We all know it, we all used, but not many of us know how was Google developed. Even though today, Google is one of the biggest, and wealthiest companies in the world and its history contains all of the classic troupes of a business success story – entrepreneurialism, hard work, and a little luck.
Starting as an idea, to quickly becoming a world leader in online software, advertising, and computing in less than a decade, Google’s story is as fascinating as it is revolutionary. So let’s take a trip down memory lane and see how they did it.
The History of How Was Google Developed
Google has its origins in BackRub, which was a research project created by Larry Page and Sergey Brin in 1996. They were both Ph.D. students at Stanford University at the time and the project came about when Page was searching for a dissertation theme.
Page had long been considering the mathematical properties of the World Wide Web and its link structure. Luckily for him, his supervisor recommended he pursue this idea. And so began Page’s focus on finding out which web pages link to certain pages. This was based on the assumption that the number and nature of backlinks was a valuable piece of information about that page (using citations in academic journals as a blueprint). Page then told this idea to Scott Hassan, the unofficial “third founder”, who began to write the code that was needed to implement Page’s ideas.
This research project was called “BackRub”, which Brin then joined onto. The initial web crawler was exploring the web by March 1996 and Stanford’s own homepage was the starting point. Page and Brin had to develop an algorithm to convert the backlink data for a given webpage into some sort of measure of importance. This algorithm was named PageRank after it’s founder Larry Page.
For a given URL, BackRub’s output consisted of a list of backlinks which were ranked by their importance, and whilst Brin and Page were analyzing this, they realized that their algorithm would provide better search engine results than existing methods – at the time search engines simply ranked based on how many times the search term appeared.
They were convinced that the webpages which had the most backlinks to them from other highly relevant webpages, were the most relevant web pages that should appear on a results page. And thus was the genesis of ‘Google’ as the concept we know it today.
In August 1996, the first version was released on the Stanford website. It was written in Java and Python and was running on several Intel Pentiums and Sun Ultras which were running Linux.
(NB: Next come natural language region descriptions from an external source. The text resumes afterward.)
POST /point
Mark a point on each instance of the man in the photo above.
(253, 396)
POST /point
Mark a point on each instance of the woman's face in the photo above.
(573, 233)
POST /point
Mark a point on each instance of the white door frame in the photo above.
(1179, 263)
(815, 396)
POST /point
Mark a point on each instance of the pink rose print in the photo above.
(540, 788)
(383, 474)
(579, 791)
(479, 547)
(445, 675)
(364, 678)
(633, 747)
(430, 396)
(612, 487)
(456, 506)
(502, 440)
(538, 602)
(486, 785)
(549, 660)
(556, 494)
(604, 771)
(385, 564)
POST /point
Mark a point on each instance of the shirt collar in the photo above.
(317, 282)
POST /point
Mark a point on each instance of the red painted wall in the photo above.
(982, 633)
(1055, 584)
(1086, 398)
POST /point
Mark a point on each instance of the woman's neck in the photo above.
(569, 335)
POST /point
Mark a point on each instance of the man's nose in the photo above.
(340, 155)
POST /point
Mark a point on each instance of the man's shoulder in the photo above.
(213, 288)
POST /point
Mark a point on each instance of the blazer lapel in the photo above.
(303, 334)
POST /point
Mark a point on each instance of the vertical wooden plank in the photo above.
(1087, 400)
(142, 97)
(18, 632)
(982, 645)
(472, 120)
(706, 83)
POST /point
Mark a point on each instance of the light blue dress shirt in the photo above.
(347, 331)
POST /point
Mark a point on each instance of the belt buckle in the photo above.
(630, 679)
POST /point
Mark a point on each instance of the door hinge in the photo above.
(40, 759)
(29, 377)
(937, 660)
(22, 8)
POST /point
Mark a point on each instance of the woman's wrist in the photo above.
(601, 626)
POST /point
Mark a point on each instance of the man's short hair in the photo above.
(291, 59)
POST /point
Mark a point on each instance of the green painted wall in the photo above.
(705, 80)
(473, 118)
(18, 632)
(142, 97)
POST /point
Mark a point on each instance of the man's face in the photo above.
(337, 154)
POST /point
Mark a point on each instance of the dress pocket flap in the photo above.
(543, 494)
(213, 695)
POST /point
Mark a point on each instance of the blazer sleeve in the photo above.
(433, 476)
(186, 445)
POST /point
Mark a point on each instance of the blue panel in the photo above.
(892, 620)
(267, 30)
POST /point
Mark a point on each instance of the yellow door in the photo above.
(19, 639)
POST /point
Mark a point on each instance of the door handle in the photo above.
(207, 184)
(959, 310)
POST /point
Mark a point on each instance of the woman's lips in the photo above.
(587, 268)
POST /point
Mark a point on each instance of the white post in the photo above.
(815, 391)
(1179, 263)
PageRank’s page-ranking and the site-scoring algorithm was influenced by an algorithm created by Robin Li in 1996, the same Robin Li who went on to create Baidu in 2000, the Chinese search engine.
The late 1990s
The name Google originated from the misspelling of the word “googol”. Googol refers to number 1 followed by one hundred zero’s: 10100. This name was chosen as it represented their goal of building an extremely large-scale search engine. The domain google.com was not registered until September 15, 1997, and it wasn’t until September 4, 1998, that Page and Brin formally incorporated their company.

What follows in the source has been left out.